Listen I'm one of the last guys in line to be considered partriotic. Psuedo patriotism is the Montreal Canadiens being owned by foreign interest for years. Psuedo patriotism is Molson Canadian beer wrapping itself in the flag when they're owned by US interests. Psuedo patriotism is the Loblaw family of stores selling Canada/maple leaf branded lawn chairs, backpacks, flags, and patio ubrellas all made in China. The same goes for Canadian Tire or Tims or whatever.

It does take some searching. But you can buy simple Canadian products like cookware or garbage bags or T-shirts or even, dare I suggest, Canadian flags.

Shipping natural resources by fossil fuel burning transport to Asia so that they can manufacture goods and ship them back via fossil fuel burning transport to the arse end of North America is a complete environmental waste.


----------



## Paul O'Keefe (Jun 3, 2005)

HowEver said:


> So you buy your Chinese-made goods at Zellers, then?


Like I've said before, if you don't buy/support local you won't be able to in the future.

Buying goods form corporations is alot like voting for political leaders. Often you go with the lesser of evils.


----------



## lpkmckenna (Jul 4, 2004)

Paul O'Keefe said:


> Tell me about it. That's a great example. If you don't support an industry in your own country (or heck, continent) it simply won't exist. Where are all those electronics made in Canada or the US?


Have you heard of a small Canadian electronics company called ATi? (That's the only one I can remember off the top of my head.)



Paul O'Keefe said:


> It does wash. If the goods are so simply and Canada has so much natural resources why are they produced thousands of kilometres away across an ocean? What's the unemployment rate in Canada? 6.8%, I think I heard on TV the other night. What's it in Newfoundland... above ten percent no doubt. Having more manufacturing jobs in Canada wouldn't take about from high tech jobs. It would mean the unambitious could have factory jobs instead of welfare and unemployment insurance.


If the industry dedicated to, say, plastic cookware returned to Canada, it wouldn't set up shop in NFLD. Besides, while unemployment is indeed high, surveys of the business world consistently tell the same story: Canada's workforce is underskilled. An enormous number of jobs are left empty because no there are no qualified applicants.
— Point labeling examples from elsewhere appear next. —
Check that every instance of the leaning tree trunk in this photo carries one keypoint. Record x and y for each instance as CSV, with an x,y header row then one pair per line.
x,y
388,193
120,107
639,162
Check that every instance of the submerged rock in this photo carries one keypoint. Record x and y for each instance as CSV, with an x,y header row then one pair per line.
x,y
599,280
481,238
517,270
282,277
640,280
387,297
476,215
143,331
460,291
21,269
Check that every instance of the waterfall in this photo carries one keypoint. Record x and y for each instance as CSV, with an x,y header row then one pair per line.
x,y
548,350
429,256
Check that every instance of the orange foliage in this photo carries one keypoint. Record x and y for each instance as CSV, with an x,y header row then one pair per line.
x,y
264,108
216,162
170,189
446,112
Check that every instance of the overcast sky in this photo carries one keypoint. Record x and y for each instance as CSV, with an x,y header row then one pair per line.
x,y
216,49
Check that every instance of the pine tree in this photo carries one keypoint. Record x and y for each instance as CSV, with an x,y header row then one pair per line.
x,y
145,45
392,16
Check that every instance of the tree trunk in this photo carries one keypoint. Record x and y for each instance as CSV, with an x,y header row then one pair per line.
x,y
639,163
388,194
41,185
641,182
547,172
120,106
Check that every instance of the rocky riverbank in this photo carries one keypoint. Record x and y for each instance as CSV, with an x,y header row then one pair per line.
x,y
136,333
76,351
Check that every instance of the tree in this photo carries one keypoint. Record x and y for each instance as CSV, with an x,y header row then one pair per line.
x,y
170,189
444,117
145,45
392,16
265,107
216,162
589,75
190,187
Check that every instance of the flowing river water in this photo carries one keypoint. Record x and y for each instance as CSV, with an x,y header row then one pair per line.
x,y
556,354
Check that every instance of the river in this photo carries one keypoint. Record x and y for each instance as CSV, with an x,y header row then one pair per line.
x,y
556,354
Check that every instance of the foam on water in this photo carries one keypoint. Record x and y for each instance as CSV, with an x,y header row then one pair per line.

Employment isn't a zero-sum game. I don't want to tar you as a racist, so don't take this the wrong way. But, for the same reason immigration doesn't cause unemployment, importation of goods doesn't cause unemployment. 



Paul O'Keefe said:


> Shipping natural resources by fossil fuel burning transport to Asia so that they can manufacture goods and ship them back via fossil fuel burning transport to the arse end of North America is a complete environmental waste.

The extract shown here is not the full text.